Craintes de fraudes ou de coup d’État
Difficile pourtant, de dire qu’elle sera l’issue du scrutin. Si Kemal Kiliçdaroglu est donné vainqueur dans les enquêtes d’opinion, les conditions de déroulement du scrutin n’offrent pas les garanties d’une sérénité minimum. Un coup de force est toujours possible.
Erdogan est prêt à n'importante quoi traitant son adversaire « d'ivrogne » et « traînant avec des terroristes ». Poursuivant son discours avec menace « on ne le laissera pas diviser le pays ».
Des nombreux observateurs s’attendent à une fraude de 3 à 5 % du côté d’Erdogan. « Il contestera les résultats s’ils sont serrés.

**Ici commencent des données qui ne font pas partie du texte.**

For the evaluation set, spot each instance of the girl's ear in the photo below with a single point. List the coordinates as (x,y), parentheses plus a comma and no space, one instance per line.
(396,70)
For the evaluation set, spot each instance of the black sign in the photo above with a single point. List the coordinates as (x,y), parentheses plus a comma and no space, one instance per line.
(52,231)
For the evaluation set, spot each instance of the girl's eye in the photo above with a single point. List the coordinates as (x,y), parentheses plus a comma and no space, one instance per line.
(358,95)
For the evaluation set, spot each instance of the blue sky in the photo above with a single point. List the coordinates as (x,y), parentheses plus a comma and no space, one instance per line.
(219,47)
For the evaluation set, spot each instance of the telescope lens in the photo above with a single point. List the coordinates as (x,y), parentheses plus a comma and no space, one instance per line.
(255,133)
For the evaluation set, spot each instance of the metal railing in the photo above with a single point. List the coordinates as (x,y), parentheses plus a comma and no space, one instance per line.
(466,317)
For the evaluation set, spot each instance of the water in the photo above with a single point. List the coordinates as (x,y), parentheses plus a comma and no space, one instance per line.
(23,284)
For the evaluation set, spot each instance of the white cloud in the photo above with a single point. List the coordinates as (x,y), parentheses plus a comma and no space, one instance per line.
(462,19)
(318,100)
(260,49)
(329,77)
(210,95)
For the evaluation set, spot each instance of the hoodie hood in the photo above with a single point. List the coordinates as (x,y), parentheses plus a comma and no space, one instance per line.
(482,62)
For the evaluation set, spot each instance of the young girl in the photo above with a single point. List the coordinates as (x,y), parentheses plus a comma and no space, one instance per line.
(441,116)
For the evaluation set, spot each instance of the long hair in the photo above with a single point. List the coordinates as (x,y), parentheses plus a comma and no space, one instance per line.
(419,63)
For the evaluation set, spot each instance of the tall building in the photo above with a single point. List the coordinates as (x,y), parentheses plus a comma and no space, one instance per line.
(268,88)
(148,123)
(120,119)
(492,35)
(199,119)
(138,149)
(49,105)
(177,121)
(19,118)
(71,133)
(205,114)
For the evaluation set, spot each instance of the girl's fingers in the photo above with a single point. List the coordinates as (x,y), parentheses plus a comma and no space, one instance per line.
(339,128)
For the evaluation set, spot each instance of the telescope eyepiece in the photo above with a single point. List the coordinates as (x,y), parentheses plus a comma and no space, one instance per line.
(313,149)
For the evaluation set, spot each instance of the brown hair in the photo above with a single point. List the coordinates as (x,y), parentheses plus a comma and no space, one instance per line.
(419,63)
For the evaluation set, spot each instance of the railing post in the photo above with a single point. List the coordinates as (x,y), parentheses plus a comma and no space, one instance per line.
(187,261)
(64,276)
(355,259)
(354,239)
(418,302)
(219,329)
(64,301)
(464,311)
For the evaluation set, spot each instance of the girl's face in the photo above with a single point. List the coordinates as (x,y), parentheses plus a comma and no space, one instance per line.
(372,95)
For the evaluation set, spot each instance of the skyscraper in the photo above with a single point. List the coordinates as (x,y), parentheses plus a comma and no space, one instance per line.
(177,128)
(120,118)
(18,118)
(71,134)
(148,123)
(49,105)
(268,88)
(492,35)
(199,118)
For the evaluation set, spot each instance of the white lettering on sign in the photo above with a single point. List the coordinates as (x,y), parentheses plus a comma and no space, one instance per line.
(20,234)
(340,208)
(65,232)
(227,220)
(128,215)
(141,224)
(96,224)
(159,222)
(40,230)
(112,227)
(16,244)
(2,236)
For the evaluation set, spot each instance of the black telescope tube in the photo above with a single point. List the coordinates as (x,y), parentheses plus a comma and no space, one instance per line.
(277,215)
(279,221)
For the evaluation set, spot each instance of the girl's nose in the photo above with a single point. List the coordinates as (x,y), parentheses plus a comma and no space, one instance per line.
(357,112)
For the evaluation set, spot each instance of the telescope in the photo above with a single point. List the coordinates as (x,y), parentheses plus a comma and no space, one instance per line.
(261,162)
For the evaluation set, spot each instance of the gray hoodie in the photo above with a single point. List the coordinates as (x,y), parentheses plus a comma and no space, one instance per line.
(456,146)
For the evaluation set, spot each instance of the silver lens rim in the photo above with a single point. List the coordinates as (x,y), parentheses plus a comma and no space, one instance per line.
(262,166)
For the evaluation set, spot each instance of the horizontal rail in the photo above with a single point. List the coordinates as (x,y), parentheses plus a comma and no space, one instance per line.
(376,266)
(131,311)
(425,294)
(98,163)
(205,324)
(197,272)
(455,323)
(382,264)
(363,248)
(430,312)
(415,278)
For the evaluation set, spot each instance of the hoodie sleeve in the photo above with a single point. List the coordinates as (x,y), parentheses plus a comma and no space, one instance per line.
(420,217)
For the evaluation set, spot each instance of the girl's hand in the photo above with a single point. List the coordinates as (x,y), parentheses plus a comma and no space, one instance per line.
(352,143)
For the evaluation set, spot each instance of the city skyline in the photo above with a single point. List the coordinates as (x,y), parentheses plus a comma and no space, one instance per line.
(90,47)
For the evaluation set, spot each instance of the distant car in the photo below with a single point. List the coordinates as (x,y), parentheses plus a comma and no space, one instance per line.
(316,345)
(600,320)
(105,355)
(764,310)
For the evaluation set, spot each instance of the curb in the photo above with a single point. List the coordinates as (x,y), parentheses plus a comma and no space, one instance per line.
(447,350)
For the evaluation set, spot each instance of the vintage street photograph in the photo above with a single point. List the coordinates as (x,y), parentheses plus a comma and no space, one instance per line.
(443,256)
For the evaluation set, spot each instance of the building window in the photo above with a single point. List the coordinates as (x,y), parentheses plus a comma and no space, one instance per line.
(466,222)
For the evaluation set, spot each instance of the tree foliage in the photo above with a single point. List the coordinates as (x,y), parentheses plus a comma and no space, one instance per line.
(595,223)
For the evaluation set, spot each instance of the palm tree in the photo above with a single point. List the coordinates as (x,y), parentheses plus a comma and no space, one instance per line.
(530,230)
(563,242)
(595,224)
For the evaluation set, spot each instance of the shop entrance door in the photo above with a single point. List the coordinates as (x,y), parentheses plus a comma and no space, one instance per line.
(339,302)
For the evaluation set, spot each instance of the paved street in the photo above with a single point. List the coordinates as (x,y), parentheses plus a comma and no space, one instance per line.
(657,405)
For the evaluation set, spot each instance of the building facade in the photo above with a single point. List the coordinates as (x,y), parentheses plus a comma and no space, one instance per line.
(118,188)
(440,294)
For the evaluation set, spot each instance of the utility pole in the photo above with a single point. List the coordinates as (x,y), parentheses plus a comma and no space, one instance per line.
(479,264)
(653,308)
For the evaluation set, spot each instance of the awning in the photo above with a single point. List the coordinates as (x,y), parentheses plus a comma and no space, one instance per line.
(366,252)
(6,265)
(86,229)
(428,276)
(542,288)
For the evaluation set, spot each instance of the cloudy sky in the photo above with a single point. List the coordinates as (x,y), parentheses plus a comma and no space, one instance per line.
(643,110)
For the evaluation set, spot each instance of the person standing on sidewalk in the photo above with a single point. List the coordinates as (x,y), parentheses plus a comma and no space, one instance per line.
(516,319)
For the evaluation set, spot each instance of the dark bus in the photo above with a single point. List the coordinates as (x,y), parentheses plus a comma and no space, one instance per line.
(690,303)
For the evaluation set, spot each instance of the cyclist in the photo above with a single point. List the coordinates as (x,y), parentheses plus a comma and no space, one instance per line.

Les institutions lui appartiennent donc il a les mains libres pour le faire », prédit un avocat kurde voulant, par sécurité, garder l'anonymat. Beaucoup craignent la préparation d'un « coup d’État » du chef de l’AKP en cas de défaite. Tout le monde s’attend à un déploiement important de l’armée le jour des élections. Une délégation marseillaise, venue en observateur du bon déroulement des élections vient de se faire refouler à l’aéroport d’Istanbul.
Si l’un des candidats ne dépasse pas les 50 % ce dimanche, il faudra attendre le 28 mai pour connaître le dénouement de ce scrutin.